An honourable member interjecting:

Mr PEDERICK: Yes, it is tough, absolutely, but this is a worldwide pandemic and we do have to keep people safe, and I applaud the initiative that people individually have taken to make sure they can support their loved ones. I want to applaud the work that is happening here because, as has already been identified in contributions, when we do open up, and we will open up, we will see Delta here—and it is not a matter of if but when—and our hospitals will need to be ready. They are being prepared with a $123 million funding boost on top of the other funding, the billions, we are putting into health, the 1,200 extra nurses and everyone else, because who knows what is going to happen.

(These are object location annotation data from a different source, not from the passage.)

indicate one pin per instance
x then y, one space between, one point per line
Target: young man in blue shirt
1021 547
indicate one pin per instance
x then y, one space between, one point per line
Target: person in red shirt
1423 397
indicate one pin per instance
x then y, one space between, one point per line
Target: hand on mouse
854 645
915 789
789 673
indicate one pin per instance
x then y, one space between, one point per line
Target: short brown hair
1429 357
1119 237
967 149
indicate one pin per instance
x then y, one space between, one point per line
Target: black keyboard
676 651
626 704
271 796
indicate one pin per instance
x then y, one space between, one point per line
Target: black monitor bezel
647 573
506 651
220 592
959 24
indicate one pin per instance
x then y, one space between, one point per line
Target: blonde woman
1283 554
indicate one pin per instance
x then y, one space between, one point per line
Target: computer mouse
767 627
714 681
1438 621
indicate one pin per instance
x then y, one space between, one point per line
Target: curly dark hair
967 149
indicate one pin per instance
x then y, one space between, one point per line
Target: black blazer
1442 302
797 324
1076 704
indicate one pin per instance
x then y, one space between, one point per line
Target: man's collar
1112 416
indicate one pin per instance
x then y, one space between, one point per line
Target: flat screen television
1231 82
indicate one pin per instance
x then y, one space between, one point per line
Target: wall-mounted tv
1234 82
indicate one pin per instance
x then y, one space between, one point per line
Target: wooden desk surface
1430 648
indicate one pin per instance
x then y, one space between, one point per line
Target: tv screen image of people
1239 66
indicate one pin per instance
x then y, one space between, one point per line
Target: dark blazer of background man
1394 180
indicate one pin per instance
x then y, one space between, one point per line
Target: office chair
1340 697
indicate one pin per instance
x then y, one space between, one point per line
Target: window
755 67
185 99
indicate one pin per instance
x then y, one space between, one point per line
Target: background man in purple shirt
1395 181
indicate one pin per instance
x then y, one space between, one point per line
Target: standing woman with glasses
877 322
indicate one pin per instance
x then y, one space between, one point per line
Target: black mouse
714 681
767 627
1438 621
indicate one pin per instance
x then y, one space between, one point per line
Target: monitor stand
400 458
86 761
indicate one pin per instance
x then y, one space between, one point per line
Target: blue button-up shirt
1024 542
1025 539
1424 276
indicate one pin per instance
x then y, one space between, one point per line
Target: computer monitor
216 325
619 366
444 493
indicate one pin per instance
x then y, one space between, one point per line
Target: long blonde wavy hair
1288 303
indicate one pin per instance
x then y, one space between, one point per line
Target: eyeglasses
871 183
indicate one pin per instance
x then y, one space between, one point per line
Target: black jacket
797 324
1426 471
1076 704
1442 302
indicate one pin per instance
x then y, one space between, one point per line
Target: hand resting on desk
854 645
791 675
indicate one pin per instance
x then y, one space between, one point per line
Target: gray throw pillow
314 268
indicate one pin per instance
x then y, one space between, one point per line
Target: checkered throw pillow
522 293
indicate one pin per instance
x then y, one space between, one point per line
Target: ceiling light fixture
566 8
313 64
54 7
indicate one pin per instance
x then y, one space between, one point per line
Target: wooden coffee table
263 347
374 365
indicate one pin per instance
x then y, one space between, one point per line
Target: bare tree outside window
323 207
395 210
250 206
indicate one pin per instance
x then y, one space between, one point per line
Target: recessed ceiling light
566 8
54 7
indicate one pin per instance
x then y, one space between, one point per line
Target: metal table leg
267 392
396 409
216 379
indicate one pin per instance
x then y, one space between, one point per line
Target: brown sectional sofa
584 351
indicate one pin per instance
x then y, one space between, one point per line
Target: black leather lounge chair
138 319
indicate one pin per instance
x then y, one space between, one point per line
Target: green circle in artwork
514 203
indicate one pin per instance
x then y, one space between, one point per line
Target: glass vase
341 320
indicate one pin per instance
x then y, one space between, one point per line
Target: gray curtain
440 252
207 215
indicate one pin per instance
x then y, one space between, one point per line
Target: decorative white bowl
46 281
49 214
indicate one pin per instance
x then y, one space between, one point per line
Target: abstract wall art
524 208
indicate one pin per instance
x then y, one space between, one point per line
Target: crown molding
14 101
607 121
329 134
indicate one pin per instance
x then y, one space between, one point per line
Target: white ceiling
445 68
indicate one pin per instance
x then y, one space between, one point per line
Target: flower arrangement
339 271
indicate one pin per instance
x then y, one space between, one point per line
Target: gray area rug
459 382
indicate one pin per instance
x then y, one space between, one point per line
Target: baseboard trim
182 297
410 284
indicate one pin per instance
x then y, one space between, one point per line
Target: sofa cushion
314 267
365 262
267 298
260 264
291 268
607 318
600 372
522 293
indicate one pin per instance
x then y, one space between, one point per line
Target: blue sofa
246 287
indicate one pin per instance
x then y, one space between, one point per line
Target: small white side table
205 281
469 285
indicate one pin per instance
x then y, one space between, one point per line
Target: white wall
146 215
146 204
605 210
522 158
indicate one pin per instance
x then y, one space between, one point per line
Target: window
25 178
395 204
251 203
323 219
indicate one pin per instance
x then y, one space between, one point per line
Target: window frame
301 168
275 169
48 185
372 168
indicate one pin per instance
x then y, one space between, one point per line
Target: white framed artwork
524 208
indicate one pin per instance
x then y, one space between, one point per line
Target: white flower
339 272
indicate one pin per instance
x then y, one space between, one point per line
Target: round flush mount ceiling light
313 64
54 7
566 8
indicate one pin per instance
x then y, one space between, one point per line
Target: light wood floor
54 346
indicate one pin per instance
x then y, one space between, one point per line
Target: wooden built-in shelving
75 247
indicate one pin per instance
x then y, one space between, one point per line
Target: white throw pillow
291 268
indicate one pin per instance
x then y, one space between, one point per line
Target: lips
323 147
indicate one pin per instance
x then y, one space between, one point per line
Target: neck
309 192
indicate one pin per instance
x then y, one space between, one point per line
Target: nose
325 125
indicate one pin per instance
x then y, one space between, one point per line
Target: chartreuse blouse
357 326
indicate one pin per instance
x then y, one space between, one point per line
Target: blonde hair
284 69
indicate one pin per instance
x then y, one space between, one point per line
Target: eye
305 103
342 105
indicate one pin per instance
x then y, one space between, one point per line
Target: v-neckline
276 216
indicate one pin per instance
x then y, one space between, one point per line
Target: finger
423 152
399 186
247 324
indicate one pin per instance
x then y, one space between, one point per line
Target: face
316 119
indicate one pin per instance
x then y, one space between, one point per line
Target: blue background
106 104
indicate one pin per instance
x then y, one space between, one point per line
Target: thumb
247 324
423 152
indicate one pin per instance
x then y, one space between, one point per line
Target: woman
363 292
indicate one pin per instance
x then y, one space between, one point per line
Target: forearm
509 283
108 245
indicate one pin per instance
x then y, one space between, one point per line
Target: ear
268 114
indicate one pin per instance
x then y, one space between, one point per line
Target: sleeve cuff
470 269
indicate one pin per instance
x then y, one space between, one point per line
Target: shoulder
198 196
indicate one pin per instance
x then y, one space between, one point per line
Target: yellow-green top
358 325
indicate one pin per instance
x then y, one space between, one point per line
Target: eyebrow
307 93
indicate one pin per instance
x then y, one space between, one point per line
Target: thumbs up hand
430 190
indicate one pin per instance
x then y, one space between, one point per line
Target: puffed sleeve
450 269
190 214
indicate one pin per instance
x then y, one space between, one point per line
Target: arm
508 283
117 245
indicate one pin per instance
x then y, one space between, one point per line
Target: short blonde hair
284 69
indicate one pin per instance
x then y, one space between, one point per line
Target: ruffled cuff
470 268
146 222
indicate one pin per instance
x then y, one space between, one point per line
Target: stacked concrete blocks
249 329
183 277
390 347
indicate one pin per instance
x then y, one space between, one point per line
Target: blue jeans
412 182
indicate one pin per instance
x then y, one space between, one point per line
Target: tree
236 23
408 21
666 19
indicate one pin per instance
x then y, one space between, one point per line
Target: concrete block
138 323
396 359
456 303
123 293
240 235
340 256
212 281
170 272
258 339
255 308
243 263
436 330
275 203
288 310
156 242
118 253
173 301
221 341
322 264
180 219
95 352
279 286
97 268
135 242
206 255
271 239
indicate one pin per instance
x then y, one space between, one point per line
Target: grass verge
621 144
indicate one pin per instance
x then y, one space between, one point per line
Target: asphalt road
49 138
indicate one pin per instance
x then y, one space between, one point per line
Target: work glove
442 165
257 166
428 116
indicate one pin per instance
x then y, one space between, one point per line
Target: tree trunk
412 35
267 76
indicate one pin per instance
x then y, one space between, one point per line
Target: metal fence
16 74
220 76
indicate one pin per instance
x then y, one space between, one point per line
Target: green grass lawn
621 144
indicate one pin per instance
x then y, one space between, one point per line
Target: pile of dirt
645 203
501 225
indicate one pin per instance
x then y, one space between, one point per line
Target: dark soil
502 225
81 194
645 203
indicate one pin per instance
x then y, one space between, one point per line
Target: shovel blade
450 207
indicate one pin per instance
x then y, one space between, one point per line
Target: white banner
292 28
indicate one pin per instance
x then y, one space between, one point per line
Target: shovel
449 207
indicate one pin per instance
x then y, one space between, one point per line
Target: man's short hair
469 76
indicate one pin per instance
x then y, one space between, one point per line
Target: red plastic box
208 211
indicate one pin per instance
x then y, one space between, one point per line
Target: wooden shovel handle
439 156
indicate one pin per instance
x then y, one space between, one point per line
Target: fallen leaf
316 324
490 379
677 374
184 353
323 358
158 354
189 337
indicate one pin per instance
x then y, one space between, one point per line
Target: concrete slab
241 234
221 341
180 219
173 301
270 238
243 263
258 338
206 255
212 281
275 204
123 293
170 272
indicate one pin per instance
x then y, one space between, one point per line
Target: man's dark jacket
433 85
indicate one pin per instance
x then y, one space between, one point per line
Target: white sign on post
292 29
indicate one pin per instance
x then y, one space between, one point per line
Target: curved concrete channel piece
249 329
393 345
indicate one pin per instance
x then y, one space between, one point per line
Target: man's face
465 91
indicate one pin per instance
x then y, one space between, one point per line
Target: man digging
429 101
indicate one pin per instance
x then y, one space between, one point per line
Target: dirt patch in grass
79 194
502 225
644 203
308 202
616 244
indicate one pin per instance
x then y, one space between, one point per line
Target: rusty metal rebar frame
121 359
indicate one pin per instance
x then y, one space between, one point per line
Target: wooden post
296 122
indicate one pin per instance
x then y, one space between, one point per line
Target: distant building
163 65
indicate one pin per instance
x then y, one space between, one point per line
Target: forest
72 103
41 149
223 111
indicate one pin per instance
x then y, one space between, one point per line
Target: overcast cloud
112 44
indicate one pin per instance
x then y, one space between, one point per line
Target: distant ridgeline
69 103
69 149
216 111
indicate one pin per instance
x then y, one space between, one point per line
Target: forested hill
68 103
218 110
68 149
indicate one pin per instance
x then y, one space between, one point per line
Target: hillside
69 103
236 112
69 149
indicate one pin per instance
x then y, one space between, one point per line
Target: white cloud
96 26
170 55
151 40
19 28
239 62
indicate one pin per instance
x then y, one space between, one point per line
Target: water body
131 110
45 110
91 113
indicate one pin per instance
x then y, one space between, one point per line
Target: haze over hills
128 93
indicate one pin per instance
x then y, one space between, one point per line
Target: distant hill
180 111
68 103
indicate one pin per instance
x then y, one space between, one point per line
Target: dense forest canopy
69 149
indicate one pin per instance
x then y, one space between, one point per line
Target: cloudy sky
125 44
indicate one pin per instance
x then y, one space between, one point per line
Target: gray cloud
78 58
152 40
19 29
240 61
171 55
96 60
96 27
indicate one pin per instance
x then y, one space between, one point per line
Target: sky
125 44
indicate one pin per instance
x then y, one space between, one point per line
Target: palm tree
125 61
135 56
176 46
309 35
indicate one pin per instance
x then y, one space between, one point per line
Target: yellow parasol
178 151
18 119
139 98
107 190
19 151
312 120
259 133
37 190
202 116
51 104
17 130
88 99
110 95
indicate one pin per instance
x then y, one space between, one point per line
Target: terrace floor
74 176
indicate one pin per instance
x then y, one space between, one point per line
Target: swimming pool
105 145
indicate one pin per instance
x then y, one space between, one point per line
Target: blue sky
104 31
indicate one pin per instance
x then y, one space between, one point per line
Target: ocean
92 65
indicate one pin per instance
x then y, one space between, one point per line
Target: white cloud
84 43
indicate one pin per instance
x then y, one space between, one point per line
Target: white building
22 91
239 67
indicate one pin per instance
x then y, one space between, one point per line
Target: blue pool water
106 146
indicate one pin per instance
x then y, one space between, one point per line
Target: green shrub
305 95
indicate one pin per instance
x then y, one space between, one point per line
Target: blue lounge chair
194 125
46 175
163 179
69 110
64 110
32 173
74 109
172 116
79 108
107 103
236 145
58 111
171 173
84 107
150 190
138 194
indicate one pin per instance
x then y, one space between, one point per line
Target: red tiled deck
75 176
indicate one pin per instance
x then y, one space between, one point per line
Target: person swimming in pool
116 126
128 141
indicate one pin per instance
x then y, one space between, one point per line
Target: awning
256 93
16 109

As I said, there certainly have been issues with border communities. In Murrayville, where my kids have played footy in the Mallee League since they were six—they are now 17 and 20, so I have a pretty fair idea what happens just across the border at Murrayville, about 30 kilometres from Pinnaroo—they had to be excluded from the football finals because of COVID and it upset them to a great degree. It was very tough. But this is the real thing with COVID management.

Of course we would like it to be easier. I applaud the work that Mehdi Doroudi is doing as the regional representative on the Transition Committee in making sure we can work our way out of how we manage COVID and manage the different levels of closures on the border. I want to applaud border communities. I acknowledge there are mental health strains because of how they have worked with this. Whether they be shearing contractors, health workers, teachers or biosecurity workers, I acknowledge everything they do, and I also want to acknowledge all the work that police, Health and our government are doing to make sure that we get through this and get through it appropriately.